北朝鮮は朝鮮戦争後に国連軍が設定した北方限界線(NLL)を認めておらず、訓練が「我が領海への射撃」だと主張し、韓国領砲撃も示唆している。訓練開始後に緊張が一層高まるのは避けられない情勢にある。
今回の射撃訓練は、11月23日に北朝鮮からの砲撃を受けた時に実施中だった訓練の再開という位置付けになる。18~21日のいずれかに実施するとしていたが、19日までは「気象条件が整わない」との理由で開始を見合わせていた。国防省関係者は訓練の内容について「前回訓練で計画した分量の残りを発射し、2時間以内で終える」と説明している。

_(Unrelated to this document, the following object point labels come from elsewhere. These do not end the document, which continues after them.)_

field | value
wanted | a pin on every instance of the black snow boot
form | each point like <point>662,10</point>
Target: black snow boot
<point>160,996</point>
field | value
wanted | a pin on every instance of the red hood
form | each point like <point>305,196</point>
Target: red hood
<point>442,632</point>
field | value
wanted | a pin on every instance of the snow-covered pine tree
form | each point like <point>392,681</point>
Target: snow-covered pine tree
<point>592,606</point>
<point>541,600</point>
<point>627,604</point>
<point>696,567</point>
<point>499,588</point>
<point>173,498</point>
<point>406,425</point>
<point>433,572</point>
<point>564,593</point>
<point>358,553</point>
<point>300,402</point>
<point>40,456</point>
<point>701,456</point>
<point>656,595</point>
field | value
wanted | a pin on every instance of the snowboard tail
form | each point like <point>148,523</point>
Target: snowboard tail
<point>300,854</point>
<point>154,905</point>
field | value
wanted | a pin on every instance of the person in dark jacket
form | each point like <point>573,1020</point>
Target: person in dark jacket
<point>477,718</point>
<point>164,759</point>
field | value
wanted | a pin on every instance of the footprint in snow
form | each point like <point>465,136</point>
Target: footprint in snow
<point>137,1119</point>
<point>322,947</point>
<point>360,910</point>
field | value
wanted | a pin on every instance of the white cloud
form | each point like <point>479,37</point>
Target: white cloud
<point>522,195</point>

韓国軍は「以前から領海で定期的に実施してきた正当なもの」(合同参謀本部)と強調、射撃も延坪島から北朝鮮と逆方向を狙う。ただ、北朝鮮の追加挑発があれば「陸海空軍の合同戦力で即時断固とした対応をとる」(同)方針。20日午前はF15KやKF16などの戦闘機が随時出撃できる態勢をとり、駆逐艦や哨戒艦も周辺海域に配備。北朝鮮の攻撃にはK9自走砲や多連装ロケット(MLRS)などでも応射する構えだ。
訓練には在韓米軍約20人が参加して後方支援などに当たり、国連軍代表も現場で状況を見守る。島内に滞留する住民や報道陣ら約280人は防空壕(ごう)などに避難した。韓国統一省は挑発措置に備え、開城(ケソン)工業団地(北朝鮮南西部)に韓国人関係者が入ることを一時的に禁じた。